Interview avec Régine Dottori, poète : Jouer avec la sonorité des mots

Propos recueillis par Ève Normandin-Corriveau


Dans son poème Maie fille de chaîne et de trame, Régine Dottori joue avec le mot mémoire et les images et sensations qu’éveillent ses sonorités. Sa contribution figure dans le deuxième volume de la revue littéraire Soleil hirsute de l’automne 2021 (à lire et télécharger gratuitement dans l’onglet Magazine).

Extrait provenant de la revue Soleil hirsute

D’où vous est venue l’inspiration pour votre poème Maie fille de chaîne et de trame ?


L’idée était de jouer avec le mot « mémoire ». La sonorité a guidé le choix des mots, ces derniers élaborant progressivement une thématique. Une fois terminé j’ai pris conscience de la portée du propos.


Quels thèmes importants à vos yeux sont abordés dans vos œuvres ?


L’humain, sa complexité, même dans son quotidien. La nature peut m’inspirer, mais en fait c’est le regard de l’humain qui l’anime. Bien qu’elle n’ait pas besoin de moi pour exister, j’y projette mes pensées, mes ressentis et elle devient multiple.


Vous avez exercé des métiers très variés, tels qu’éducatrice spécialisée, formatrice céramiste, responsable de galerie d’art, etc. Comment ces différents domaines influencent-ils votre regard de poète ?

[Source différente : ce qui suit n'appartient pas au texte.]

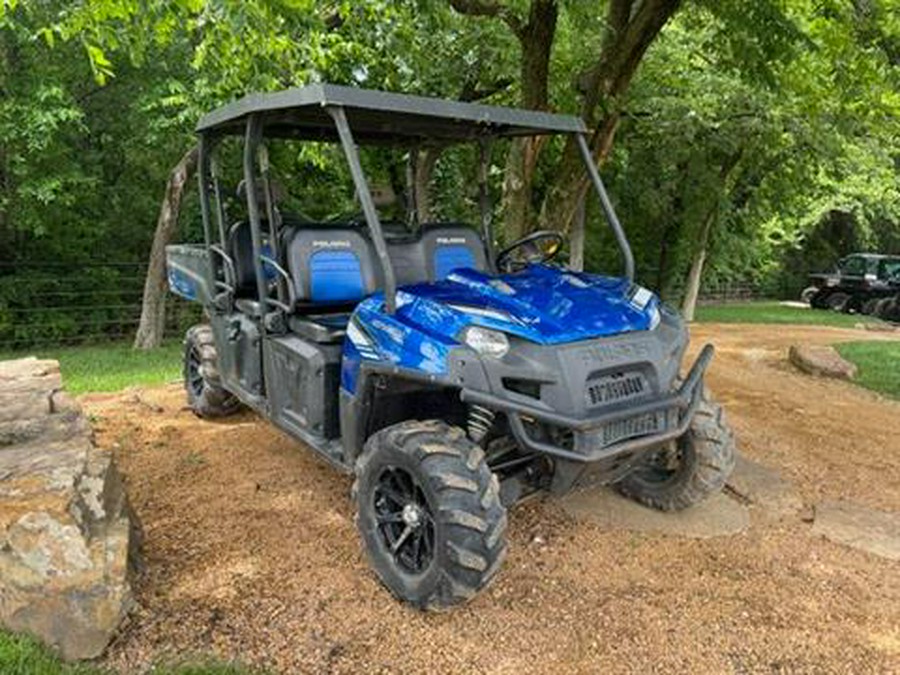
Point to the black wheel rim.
(664, 465)
(405, 520)
(194, 377)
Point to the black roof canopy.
(381, 116)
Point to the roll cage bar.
(348, 115)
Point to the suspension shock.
(480, 421)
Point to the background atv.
(858, 283)
(451, 380)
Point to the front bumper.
(674, 412)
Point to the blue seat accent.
(335, 276)
(450, 257)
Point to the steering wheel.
(537, 247)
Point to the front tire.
(429, 513)
(205, 394)
(691, 468)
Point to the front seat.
(450, 247)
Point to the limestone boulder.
(67, 542)
(821, 360)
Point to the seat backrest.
(449, 247)
(331, 265)
(240, 248)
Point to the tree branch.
(491, 9)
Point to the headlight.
(486, 342)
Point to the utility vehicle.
(857, 284)
(452, 380)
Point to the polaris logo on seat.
(331, 244)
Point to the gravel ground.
(251, 553)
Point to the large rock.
(66, 539)
(821, 360)
(876, 532)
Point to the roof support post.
(203, 176)
(608, 209)
(368, 206)
(484, 201)
(251, 144)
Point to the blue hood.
(542, 304)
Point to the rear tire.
(428, 487)
(205, 394)
(691, 468)
(868, 307)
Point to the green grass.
(878, 363)
(774, 313)
(110, 367)
(21, 655)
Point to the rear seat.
(333, 268)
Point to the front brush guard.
(684, 402)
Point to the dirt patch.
(251, 552)
(718, 516)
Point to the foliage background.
(776, 121)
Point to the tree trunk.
(689, 305)
(631, 29)
(536, 40)
(424, 168)
(694, 276)
(153, 310)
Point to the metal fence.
(50, 304)
(731, 292)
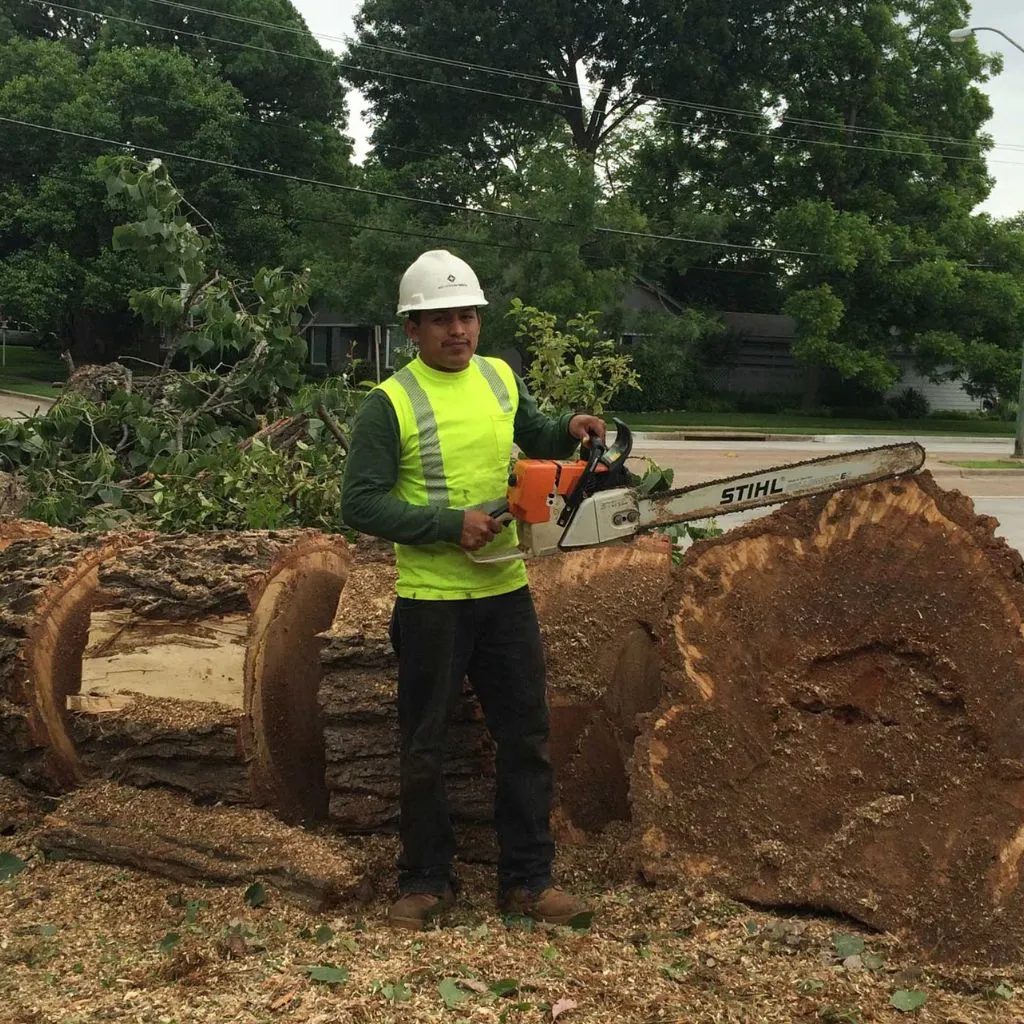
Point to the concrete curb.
(25, 394)
(714, 434)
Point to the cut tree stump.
(596, 610)
(159, 832)
(843, 725)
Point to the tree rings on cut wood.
(123, 654)
(843, 725)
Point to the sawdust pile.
(843, 725)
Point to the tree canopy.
(154, 89)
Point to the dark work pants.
(496, 642)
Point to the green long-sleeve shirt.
(372, 470)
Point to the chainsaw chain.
(663, 496)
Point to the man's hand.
(582, 426)
(478, 528)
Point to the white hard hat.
(438, 281)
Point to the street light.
(962, 36)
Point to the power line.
(331, 61)
(465, 88)
(543, 80)
(504, 214)
(361, 225)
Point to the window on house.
(320, 346)
(394, 345)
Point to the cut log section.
(124, 654)
(48, 586)
(595, 609)
(163, 834)
(173, 625)
(843, 726)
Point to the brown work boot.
(415, 910)
(553, 905)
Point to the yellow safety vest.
(456, 434)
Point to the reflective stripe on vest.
(495, 383)
(456, 435)
(430, 442)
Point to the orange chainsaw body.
(538, 481)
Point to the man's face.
(448, 338)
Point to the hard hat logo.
(437, 280)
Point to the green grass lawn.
(31, 371)
(778, 423)
(990, 464)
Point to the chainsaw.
(562, 505)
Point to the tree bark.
(596, 610)
(165, 619)
(843, 724)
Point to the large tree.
(560, 70)
(858, 176)
(167, 84)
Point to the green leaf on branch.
(10, 865)
(907, 1000)
(327, 974)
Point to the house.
(337, 344)
(763, 364)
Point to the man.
(429, 446)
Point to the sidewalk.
(13, 404)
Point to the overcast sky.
(334, 17)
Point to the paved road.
(998, 493)
(13, 407)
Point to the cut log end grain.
(843, 725)
(167, 619)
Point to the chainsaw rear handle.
(605, 468)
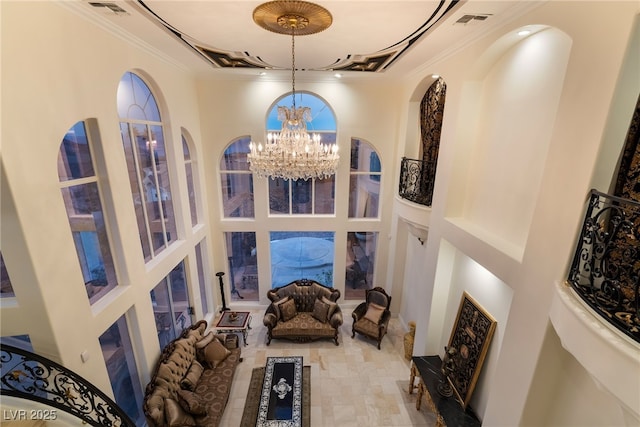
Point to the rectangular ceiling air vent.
(111, 6)
(468, 18)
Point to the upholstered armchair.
(371, 318)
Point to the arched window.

Ces professions ont un impératif commun, celui d’être à l’écoute des personnes, des mots autant que des non-dits. Il faut aussi faire confiance à son intuition, prendre en compte l’ensemble avant de dire.

Il me semble que la même démarche se développe dans la recherche d’une idée ou d’un mot : il faut cheminer en accord avec sa pensée.

Photo de Régine Dottori par Florence Marcombe
Photo de l'auteure prise par Florence Marcombe

Pouvez-vous évoquer un moment marquant dans votre cheminement de poète ?


J’écris. Les histoires, les personnages, les sentiments me promènent. Au cours d’un atelier d’écriture, une animatrice a parlé à propos d’un de mes textes de prose poétique. Ce terme m’a amusée puis ouvert l’horizon vers différents types d’écritures.


Quels auteurs ou auteures vous ont marquée, et pourquoi ?


En primaire, la journée débutait par la « récitation ». Notre institutrice choisissait Charles Baudelaire, Paul Fort mis en musique par Georges Brassens. Quelle chance ! Ma mémoire préserve encore La servante au grand cœur, Le petit cheval blanc et bien d’autres.


J’évite la bousculade; le premier nom qui arrive est Marguerite Duras. Son écriture était différente, puissante, un mot et pas l’autre pour nous écrouler de chagrin ou de chaleur. J’aime aussi son cinéma. L’absence ? Un écran noir.

Un livre que vous nous recommandez ?

Ce qu’il faut de nuit de Laurent Petitmangin.


En tant qu’auteure, quelle est pour vous l’ambiance de travail idéale, qui stimule votre créativité ?


Le calme entouré de l’agitation de la ville où je puise de l’énergie.


Votre citation préférée ?


« Non, la peinture n’est pas faite pour décorer les appartements. C’est un instrument de guerre offensive et défensive contre l’ennemi. » – Picasso


Je pense qu’elle s’applique à l’art, quelle qu’en soit la forme.


Régine Dottori vit en France. Elle a exercé des métiers très variés : éducatrice spécialisée, formatrice céramiste, responsable de centre culturel, responsable d’une galerie d’art contemporain. À présent retraitée, elle participe à des ateliers d’écriture depuis janvier 2016. Elle est également autrice de textes à propos de travaux de plasticiens.